When researchers provided straight-forward, fact-filled material that concluded the flu vaccine does not give you the flu, those with "high levels of concern about side effects were less likely to report that they would be immunized after seeing this information," the authors wrote. Success is in the hard-to-argue facts supplied by research-intensive studies, and if you don’t believe them then it’s a bigger issue on mistrust in authority than it is in scientific evidence.

"These results suggest that correcting vaccine myths may not be an effective approach to promoting vaccination," the authors wrote. "If misperceptions are the expression of a more generalized antipathy toward vaccines, then addressing these myths piecemeal is unlikely to be effective. A more comprehensive strategy is likely to be required."

The researchers found that although the seasonal flu is responsible for thousands of deaths and billions of dollars in medical costs every single year, vaccination opponents won’t change their minds. Today, one in four parents believes vaccines have caused autism in children who were otherwise healthy. As a consequence, there has been a steady decline in the amount of children vaccinated. In the past 20 years, childhood vaccinations will have prevented 322 million illnesses and 732,000 deaths throughout their lifetime, according to the Centers for Disease Control and Prevention.

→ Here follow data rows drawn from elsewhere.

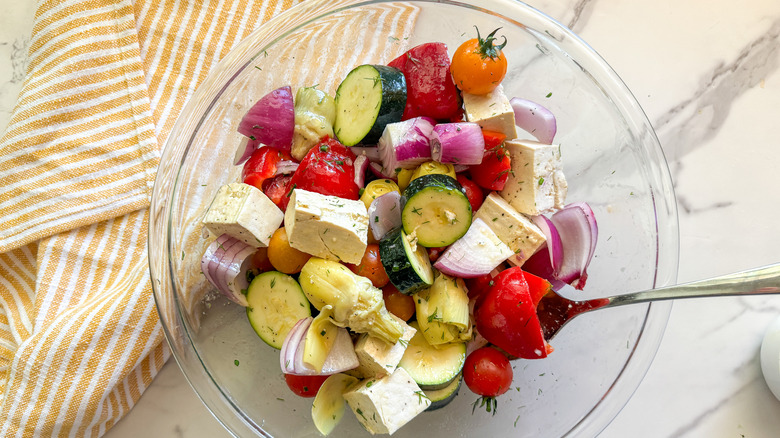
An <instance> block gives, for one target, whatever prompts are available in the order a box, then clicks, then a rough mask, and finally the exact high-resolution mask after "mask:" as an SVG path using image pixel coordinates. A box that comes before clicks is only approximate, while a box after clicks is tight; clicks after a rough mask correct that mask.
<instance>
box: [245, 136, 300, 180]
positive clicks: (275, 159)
mask: <svg viewBox="0 0 780 438" xmlns="http://www.w3.org/2000/svg"><path fill="white" fill-rule="evenodd" d="M292 159H293V158H292V156H291V155H290V153H289V152H287V151H283V150H281V149H277V148H272V147H270V146H263V147H261V148H260V149H257V150H256V151H254V152H252V155H251V156H250V157H249V159H248V160H247V162H246V163H244V168H243V170H242V171H241V179H242V181H244V183H246V184H249V185H253V186H255V187H257V188H258V189H260V190H262V189H263V182H264V181H265V180H267V179H269V178H273V176H274V175H275V174H276V165H277V164H279V162H280V161H282V160H290V161H292Z"/></svg>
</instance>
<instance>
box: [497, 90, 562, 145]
mask: <svg viewBox="0 0 780 438" xmlns="http://www.w3.org/2000/svg"><path fill="white" fill-rule="evenodd" d="M509 104H510V105H512V109H513V110H514V112H515V124H516V125H517V126H519V127H521V128H523V130H525V131H527V132H528V133H529V134H531V135H533V136H534V137H536V139H537V140H539V141H540V142H542V143H545V144H552V141H553V139H554V138H555V133H556V131H557V129H558V127H557V123H556V122H555V115H553V113H552V112H550V110H548V109H547V108H545V107H543V106H541V105H539V104H538V103H536V102H532V101H530V100H525V99H521V98H519V97H513V98H512V99H510V100H509Z"/></svg>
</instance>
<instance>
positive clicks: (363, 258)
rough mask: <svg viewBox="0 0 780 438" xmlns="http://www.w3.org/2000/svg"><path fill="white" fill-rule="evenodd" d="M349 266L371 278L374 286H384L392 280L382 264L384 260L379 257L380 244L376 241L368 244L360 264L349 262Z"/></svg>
mask: <svg viewBox="0 0 780 438" xmlns="http://www.w3.org/2000/svg"><path fill="white" fill-rule="evenodd" d="M347 267H348V268H349V269H350V270H351V271H352V272H354V273H355V274H357V275H360V276H363V277H366V278H368V279H369V280H371V284H373V285H374V287H378V288H382V287H384V286H385V285H386V284H387V283H389V282H390V278H388V277H387V273H386V272H385V267H384V266H382V260H381V259H380V258H379V245H378V244H376V243H371V244H368V246H366V252H365V253H364V254H363V258H362V259H361V260H360V264H357V265H353V264H347Z"/></svg>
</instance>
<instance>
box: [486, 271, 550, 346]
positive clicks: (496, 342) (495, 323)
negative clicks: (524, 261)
mask: <svg viewBox="0 0 780 438" xmlns="http://www.w3.org/2000/svg"><path fill="white" fill-rule="evenodd" d="M480 299H481V302H480V303H479V305H478V306H476V307H475V309H474V319H475V320H476V326H477V330H478V331H479V333H480V334H481V335H482V336H484V337H485V339H487V340H488V342H490V343H491V344H493V345H495V346H497V347H499V348H501V349H502V350H504V351H506V352H507V353H509V354H510V355H512V356H515V357H520V358H523V359H542V358H545V357H547V346H546V342H545V340H544V335H543V333H542V327H541V324H540V322H539V317H538V316H537V315H536V303H534V299H533V298H532V297H531V293H530V290H529V287H528V283H527V282H526V280H525V275H524V273H523V271H522V270H521V269H520V268H519V267H513V268H509V269H506V270H504V271H502V272H501V273H500V274H498V275H497V276H496V277H495V278H493V286H491V287H490V288H489V289H488V290H487V292H486V293H485V295H484V297H480Z"/></svg>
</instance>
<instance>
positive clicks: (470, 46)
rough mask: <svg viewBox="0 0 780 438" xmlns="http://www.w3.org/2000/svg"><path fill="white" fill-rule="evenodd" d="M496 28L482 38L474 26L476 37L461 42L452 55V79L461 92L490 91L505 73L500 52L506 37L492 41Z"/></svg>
mask: <svg viewBox="0 0 780 438" xmlns="http://www.w3.org/2000/svg"><path fill="white" fill-rule="evenodd" d="M497 31H498V29H496V30H494V31H493V32H491V33H490V34H489V35H488V36H487V37H485V38H484V39H483V38H482V36H480V34H479V29H477V37H476V38H473V39H470V40H468V41H466V42H464V43H463V44H461V45H460V47H458V49H457V50H455V53H454V54H453V55H452V66H451V67H450V70H451V71H452V79H454V80H455V85H457V86H458V88H460V89H461V91H463V92H464V93H471V94H487V93H490V92H491V91H493V90H494V89H495V88H496V87H497V86H498V84H500V83H501V81H502V80H503V79H504V76H506V70H507V62H506V56H504V53H503V52H502V49H503V48H504V46H506V38H505V37H504V42H503V43H501V44H496V38H495V34H496V32H497Z"/></svg>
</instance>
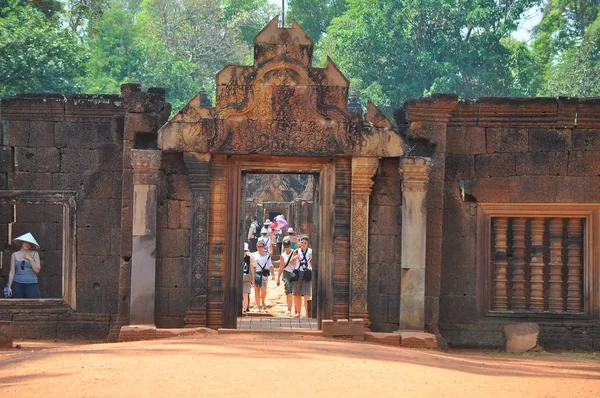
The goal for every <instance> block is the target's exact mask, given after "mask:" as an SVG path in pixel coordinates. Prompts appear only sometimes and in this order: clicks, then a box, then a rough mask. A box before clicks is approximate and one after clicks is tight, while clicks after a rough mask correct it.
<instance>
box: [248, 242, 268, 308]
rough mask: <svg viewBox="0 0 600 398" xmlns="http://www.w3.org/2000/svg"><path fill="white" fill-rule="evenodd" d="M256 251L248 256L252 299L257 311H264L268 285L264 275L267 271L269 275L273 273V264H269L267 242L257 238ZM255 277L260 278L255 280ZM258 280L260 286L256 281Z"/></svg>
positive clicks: (266, 305)
mask: <svg viewBox="0 0 600 398" xmlns="http://www.w3.org/2000/svg"><path fill="white" fill-rule="evenodd" d="M256 248H257V251H255V252H254V253H252V254H251V255H250V272H251V273H252V280H253V281H254V298H255V300H256V307H257V310H258V311H260V310H266V309H267V305H266V304H265V299H266V298H267V286H268V284H269V278H268V275H265V273H266V272H265V270H268V272H269V274H270V273H271V272H273V263H272V262H271V255H270V254H269V253H268V252H267V251H266V248H267V240H266V239H264V238H262V237H261V238H259V239H258V241H257V242H256ZM257 276H260V277H259V278H257ZM258 280H260V281H261V282H260V284H259V283H257V281H258Z"/></svg>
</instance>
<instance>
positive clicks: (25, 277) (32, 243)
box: [8, 232, 42, 298]
mask: <svg viewBox="0 0 600 398" xmlns="http://www.w3.org/2000/svg"><path fill="white" fill-rule="evenodd" d="M13 243H14V244H16V245H21V250H19V251H18V252H15V253H13V254H12V256H11V258H10V272H9V274H8V297H13V298H41V297H42V295H41V293H40V285H39V284H38V279H37V274H39V273H40V270H41V269H42V265H41V262H40V255H39V254H38V252H36V251H34V249H39V248H40V245H38V243H37V241H36V240H35V238H34V237H33V235H32V234H31V233H29V232H28V233H26V234H25V235H21V236H19V237H18V238H15V239H13Z"/></svg>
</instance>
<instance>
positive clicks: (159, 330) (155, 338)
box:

But it doesn’t matter what you say. The study’s coauthor, Brendan Nyhan, an assistant professor of government at Dartmouth, told The Washington Post when someone is as stalwart as many of the anti-vaxxers are, they will cling to myths like safety blankets, sucking on a thumb of lies, and crying to their like-minded friends. A closed mind is a dangerous one, and the spread of preventable diseases around the world. Seven years of outbreaks were captured between 2008 and 2014 on a data visualization that may drive the threat home to many who still don’t understand the severity. Between that time, the cases of vaccine preventable disease rose more than 6,000 percent in North America alone.

"Our explanation is that when you're challenged, you often try to defend the underlying belief or attitude that's come into question," Nyhan said. But people must accept the fact a vast majority of Americans choose to vaccinate, while a very small percentage choose not to vaccinate themselves or children, Nyhan said. "We have to be realistic. It doesn't mean we should give up hope."